Extra grazing slows start to meat season

Darryl Tones
Darryl Tones
Good grass growth has dominated the season for central South Island meat processors.

Anzco Foods Canterbury processing general manager Darryl Tones said wet weather before Christmas caused a slower than usual start to the season but meant farmers had quite a lot of feed and the stock was in good condition.

The plant was running at ''full seasonal capacity for beef and lamb with day and night shifts operating for both'', Mr Tones said.

There were still seasonal job opportunities available at the plant.

''Staffing for the season is a challenge and seasonal employment opportunities exist at the site.''

Silver Fern Farms said the abundance of feed affected stock flows, especially lamb, through December. Farmers kept stock on the land to manage pastures.

''We expect the stock to come forward over coming weeks to beat the coming correction in farm-gate prices and before stock get too fat and fall out of spec for Easter chilled orders,'' the company said in a newsletter.

Production for chilled Easter orders started this week. The main items were whole legs, augmented with high-value middle cuts including boneless loins, tenderloins, and Frenched racks.

Beef supply and demand remained stable, although there was uncertainty in the United States political situation. High volumes from Brazil were affecting the EU, and Silver Fern was looking out for the impact of the Australian heatwave on that country's production.

Venison prices have eased, the newsletter said.

''It is our view that the historical highs received during last season are gone, and there is a need to ease pricing to maintain New Zealand venison's position in the market, and to try to create a re-establishment of the market.''

The Alliance Group is running two sheep and lamb chains and one venison chain at its Smithfield plant, employing 550 people.

The Pukeuri plant has nearly 1000 staff operating three lamb and mutton chains and one beef chain.

Alliance livestock and shareholder services general manager Heather Stacy said stock had not fared well in some areas.

''There has been strong grass growth as a result of the high rainfall and farmers have been holding stock to manage pasture quality.

''Even with increased stocking rates and high conservation of baleage and silage, some farmers are finding it challenging to maintain pasture quality.

''In many areas, stock haven't done particularly well as a consequence of lower sunlight hours, lush feed and the flow-on impact on nutritional quality of the pasture.''

Now conditions had settled, the company expected stock growth rates to ''take off''.

''However, with the higher forecast temperatures and the potential dry spell, we're encouraging farmers to keep in regular contact with their livestock representative to ensure that they have stock booked in for processing ahead of any pinch point with capacity.

Processing of chilled Easter product, which commanded a greater premium than frozen, has started, Ms Stacy said.
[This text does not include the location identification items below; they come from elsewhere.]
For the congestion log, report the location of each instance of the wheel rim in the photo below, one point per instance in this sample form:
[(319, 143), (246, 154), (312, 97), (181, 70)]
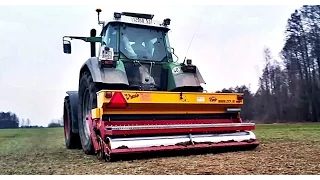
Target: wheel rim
[(86, 110)]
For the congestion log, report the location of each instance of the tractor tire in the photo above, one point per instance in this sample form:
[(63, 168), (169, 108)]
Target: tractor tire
[(72, 140), (87, 101)]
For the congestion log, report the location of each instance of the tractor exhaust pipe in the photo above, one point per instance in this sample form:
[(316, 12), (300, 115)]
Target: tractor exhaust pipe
[(93, 33)]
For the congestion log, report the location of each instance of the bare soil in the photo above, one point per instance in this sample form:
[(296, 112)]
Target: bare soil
[(21, 154)]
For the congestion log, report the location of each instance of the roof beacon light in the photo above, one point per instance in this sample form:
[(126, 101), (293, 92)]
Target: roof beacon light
[(189, 61), (166, 22), (117, 15)]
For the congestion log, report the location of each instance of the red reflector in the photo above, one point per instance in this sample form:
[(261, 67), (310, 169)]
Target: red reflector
[(117, 101), (240, 97), (108, 94)]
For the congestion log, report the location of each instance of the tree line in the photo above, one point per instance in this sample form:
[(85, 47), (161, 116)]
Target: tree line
[(9, 120), (289, 87)]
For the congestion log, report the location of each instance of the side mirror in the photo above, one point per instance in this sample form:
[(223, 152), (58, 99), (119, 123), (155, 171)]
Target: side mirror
[(67, 47)]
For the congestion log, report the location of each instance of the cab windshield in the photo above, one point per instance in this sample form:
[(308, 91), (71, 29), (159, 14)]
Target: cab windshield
[(142, 43)]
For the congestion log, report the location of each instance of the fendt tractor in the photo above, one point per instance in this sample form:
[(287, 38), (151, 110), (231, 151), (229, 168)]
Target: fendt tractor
[(134, 97)]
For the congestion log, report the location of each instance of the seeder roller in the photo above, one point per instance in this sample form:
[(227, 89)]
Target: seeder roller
[(137, 122)]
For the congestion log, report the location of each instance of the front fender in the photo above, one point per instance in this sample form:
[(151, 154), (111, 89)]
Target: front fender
[(105, 75), (73, 97)]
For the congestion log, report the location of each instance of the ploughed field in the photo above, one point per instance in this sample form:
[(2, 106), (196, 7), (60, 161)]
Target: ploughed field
[(284, 149)]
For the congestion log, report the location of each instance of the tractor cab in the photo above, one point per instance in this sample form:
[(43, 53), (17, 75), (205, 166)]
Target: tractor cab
[(136, 37), (142, 45)]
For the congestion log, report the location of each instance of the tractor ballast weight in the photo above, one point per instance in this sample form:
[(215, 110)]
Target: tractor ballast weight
[(134, 98)]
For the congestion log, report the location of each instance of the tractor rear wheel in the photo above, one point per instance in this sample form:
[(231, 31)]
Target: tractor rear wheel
[(72, 140), (87, 102)]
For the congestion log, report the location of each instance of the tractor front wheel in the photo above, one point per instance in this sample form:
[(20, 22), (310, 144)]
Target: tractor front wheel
[(87, 102)]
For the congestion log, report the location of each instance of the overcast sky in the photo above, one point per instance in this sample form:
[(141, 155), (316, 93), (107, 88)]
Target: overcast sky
[(35, 73)]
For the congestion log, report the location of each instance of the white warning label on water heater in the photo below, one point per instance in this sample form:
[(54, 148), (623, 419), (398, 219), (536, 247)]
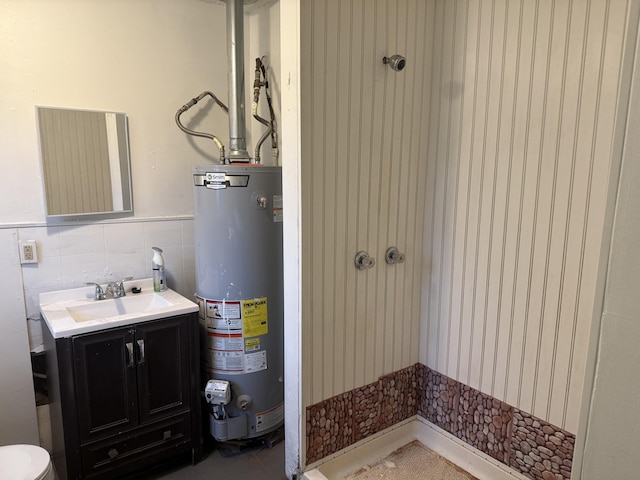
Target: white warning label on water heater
[(215, 181), (277, 208), (233, 333)]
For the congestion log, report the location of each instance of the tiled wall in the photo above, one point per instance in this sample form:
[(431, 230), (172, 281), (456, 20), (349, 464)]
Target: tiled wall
[(70, 255), (527, 444)]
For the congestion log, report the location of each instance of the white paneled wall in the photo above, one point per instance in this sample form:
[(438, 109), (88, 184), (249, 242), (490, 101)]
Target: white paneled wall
[(522, 114), (498, 137), (364, 150)]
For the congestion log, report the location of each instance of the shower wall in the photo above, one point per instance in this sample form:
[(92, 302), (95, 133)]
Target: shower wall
[(486, 161), (364, 151), (523, 103)]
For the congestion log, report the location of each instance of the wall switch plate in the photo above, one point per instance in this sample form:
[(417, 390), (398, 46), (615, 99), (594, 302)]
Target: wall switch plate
[(28, 251)]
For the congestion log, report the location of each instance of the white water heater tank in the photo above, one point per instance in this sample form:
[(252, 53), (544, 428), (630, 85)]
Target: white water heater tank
[(238, 254)]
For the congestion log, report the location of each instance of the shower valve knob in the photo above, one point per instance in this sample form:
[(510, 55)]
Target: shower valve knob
[(363, 261), (393, 256)]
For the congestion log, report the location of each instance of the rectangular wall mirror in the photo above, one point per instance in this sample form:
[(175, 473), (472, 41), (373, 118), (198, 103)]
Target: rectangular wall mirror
[(85, 161)]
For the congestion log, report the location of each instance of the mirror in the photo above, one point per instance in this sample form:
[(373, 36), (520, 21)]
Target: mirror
[(85, 161)]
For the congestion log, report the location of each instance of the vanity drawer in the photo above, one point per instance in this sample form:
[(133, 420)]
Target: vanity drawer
[(110, 456)]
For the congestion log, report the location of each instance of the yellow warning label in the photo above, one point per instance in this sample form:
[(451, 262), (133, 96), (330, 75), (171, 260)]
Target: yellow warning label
[(251, 344), (254, 317)]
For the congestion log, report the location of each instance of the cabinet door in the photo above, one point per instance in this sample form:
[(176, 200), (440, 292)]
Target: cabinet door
[(163, 368), (105, 378)]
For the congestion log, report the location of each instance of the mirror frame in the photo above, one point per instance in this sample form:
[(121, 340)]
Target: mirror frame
[(85, 161)]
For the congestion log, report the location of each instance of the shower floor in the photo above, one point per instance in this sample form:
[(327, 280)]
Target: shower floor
[(411, 462)]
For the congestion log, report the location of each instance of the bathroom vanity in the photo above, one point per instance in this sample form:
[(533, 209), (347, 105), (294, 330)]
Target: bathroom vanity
[(123, 382)]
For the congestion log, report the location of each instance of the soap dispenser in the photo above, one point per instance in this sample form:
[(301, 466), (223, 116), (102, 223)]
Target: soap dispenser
[(157, 264)]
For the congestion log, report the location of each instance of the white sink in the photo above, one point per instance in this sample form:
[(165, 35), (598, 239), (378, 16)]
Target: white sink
[(137, 303), (75, 311)]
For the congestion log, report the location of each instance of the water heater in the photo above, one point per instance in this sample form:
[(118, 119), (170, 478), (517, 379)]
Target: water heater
[(238, 254)]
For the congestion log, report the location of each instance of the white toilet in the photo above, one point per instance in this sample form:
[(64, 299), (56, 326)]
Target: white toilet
[(25, 462)]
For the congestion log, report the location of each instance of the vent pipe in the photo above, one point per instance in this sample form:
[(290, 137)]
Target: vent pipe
[(235, 56)]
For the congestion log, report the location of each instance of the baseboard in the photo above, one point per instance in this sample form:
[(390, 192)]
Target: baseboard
[(376, 447)]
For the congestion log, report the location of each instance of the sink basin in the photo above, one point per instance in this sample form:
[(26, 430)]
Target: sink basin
[(114, 307), (75, 311)]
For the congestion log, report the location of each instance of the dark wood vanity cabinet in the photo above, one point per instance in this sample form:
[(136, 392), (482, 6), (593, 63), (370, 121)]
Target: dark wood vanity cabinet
[(125, 399)]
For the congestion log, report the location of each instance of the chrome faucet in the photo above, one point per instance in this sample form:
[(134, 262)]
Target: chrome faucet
[(99, 295), (114, 289)]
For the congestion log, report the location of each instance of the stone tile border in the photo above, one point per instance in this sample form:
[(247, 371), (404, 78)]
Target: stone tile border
[(527, 444), (540, 450), (329, 426)]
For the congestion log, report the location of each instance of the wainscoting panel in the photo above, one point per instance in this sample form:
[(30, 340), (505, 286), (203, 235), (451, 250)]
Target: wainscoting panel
[(522, 112), (364, 170)]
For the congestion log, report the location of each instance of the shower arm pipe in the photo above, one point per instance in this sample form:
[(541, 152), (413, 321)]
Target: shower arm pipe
[(190, 104), (235, 78), (271, 126)]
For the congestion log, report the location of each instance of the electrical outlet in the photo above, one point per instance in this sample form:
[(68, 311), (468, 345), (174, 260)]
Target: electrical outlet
[(28, 252)]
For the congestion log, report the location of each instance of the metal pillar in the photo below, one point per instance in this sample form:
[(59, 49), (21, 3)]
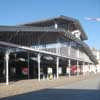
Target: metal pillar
[(39, 66), (69, 65), (77, 68), (57, 67), (28, 62), (7, 67), (83, 69)]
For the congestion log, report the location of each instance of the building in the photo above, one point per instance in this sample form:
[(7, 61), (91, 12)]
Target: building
[(38, 49), (97, 55)]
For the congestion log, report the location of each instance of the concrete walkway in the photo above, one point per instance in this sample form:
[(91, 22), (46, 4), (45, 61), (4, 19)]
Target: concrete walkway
[(25, 86)]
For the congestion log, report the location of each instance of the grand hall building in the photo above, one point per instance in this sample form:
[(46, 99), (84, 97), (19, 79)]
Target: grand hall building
[(39, 49)]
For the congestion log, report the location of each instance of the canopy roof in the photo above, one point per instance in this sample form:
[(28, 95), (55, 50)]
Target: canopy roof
[(59, 20), (25, 35)]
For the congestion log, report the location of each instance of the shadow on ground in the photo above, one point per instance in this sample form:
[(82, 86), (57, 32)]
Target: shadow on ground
[(58, 94)]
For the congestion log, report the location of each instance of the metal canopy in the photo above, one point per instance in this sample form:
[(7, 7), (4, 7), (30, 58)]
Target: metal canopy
[(59, 20), (23, 35)]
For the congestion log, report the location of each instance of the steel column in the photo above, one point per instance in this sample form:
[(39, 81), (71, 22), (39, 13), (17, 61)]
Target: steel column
[(7, 67), (57, 67), (39, 66), (69, 65)]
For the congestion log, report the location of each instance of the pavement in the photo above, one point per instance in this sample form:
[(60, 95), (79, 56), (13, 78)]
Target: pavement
[(73, 88)]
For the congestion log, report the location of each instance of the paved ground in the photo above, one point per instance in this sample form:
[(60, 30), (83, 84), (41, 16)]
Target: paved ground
[(77, 90)]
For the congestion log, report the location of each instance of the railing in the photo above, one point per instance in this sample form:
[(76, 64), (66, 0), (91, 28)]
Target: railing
[(64, 51)]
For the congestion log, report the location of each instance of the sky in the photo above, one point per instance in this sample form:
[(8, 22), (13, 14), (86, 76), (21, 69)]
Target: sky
[(14, 12)]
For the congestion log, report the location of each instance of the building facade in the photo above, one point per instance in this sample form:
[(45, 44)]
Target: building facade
[(40, 49)]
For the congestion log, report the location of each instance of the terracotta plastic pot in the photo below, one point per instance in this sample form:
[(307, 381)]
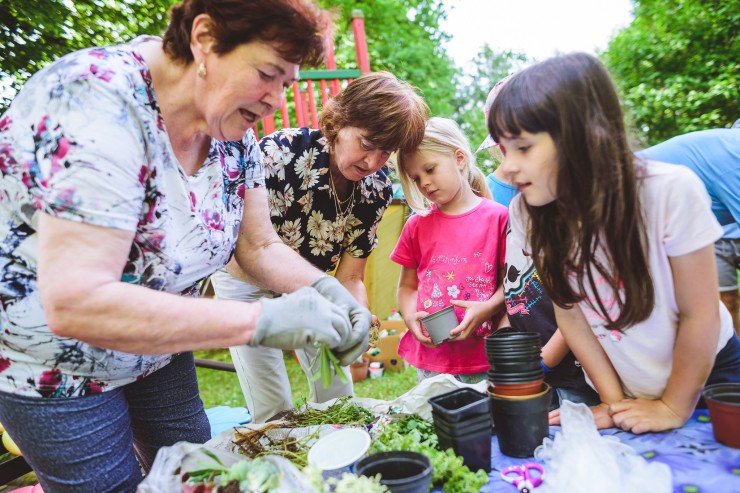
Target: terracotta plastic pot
[(544, 388), (400, 471), (521, 425), (526, 388), (359, 370), (723, 402)]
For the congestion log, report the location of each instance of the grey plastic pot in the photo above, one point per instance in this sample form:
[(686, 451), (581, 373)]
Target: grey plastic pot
[(440, 323)]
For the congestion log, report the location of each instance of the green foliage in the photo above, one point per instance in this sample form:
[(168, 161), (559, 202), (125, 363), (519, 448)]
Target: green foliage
[(34, 33), (488, 67), (677, 65)]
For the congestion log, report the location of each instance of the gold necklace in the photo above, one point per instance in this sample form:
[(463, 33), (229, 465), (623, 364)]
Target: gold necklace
[(342, 207)]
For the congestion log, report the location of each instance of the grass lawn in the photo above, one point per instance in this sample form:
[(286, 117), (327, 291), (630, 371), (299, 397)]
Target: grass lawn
[(221, 388)]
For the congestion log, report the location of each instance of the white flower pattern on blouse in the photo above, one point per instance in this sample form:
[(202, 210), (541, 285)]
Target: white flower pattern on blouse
[(84, 140), (302, 206)]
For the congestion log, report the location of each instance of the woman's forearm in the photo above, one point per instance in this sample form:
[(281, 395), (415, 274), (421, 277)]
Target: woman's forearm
[(138, 320)]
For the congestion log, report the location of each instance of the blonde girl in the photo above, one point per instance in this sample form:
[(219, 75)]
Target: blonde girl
[(451, 252)]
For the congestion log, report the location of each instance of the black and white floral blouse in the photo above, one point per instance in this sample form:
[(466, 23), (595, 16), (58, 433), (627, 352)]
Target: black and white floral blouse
[(302, 205)]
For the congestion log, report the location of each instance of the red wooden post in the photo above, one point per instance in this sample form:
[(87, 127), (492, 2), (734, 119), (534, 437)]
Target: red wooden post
[(284, 114), (358, 29), (268, 124), (322, 90), (304, 108), (300, 120), (331, 62), (312, 104)]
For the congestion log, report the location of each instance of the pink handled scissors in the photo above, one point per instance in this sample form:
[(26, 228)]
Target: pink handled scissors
[(522, 476)]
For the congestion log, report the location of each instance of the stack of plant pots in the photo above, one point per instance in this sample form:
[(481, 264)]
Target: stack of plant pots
[(520, 398), (462, 420)]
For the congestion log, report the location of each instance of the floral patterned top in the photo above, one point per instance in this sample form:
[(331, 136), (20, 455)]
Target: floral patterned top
[(302, 205), (85, 141)]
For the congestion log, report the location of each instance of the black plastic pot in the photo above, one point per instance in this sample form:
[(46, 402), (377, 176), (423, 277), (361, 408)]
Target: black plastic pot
[(400, 471), (515, 367), (521, 425), (501, 336), (460, 404), (473, 447), (481, 423)]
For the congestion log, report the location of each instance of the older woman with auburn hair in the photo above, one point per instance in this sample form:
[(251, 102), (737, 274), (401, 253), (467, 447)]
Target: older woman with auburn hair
[(328, 190), (128, 173)]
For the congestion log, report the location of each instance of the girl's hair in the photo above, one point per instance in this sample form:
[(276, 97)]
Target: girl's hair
[(442, 136), (573, 99), (295, 28), (389, 109)]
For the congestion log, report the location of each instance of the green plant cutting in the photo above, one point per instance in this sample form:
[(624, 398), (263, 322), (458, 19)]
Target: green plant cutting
[(328, 366), (413, 433), (256, 476)]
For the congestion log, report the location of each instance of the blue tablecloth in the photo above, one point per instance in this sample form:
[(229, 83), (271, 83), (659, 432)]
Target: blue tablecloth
[(699, 464)]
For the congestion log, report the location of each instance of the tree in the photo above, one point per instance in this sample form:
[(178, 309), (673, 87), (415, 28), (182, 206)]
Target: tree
[(403, 37), (34, 33), (488, 68), (677, 66)]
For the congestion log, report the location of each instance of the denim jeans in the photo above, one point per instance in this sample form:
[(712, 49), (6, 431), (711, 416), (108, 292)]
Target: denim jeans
[(92, 443)]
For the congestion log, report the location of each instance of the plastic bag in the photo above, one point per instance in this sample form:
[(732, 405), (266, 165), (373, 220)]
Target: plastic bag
[(415, 401), (579, 459), (189, 457)]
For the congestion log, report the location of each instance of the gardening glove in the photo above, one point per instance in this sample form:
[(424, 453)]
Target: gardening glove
[(300, 319), (356, 341)]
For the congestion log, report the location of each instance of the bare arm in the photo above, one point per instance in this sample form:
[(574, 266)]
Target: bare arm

''At the end of the chilled lamb programme, the product mix will shift to a higher percentage of frozen and prices will ease to reflect this.''

Alliance offered a minimum price contract for bulls in February and March. It recommended farmers plan cattle processing well in advance.

Oamaru Meats has been busy right throughout Christmas and the New Year and was working on Saturdays, director Richard Thorp said.

Although it had ''some awesome staff'', more were needed to ramp up production and avoid missing out on export receipts, he said.

The company was ''advertising expensively'' and had lodged an application with Immigration New Zealand.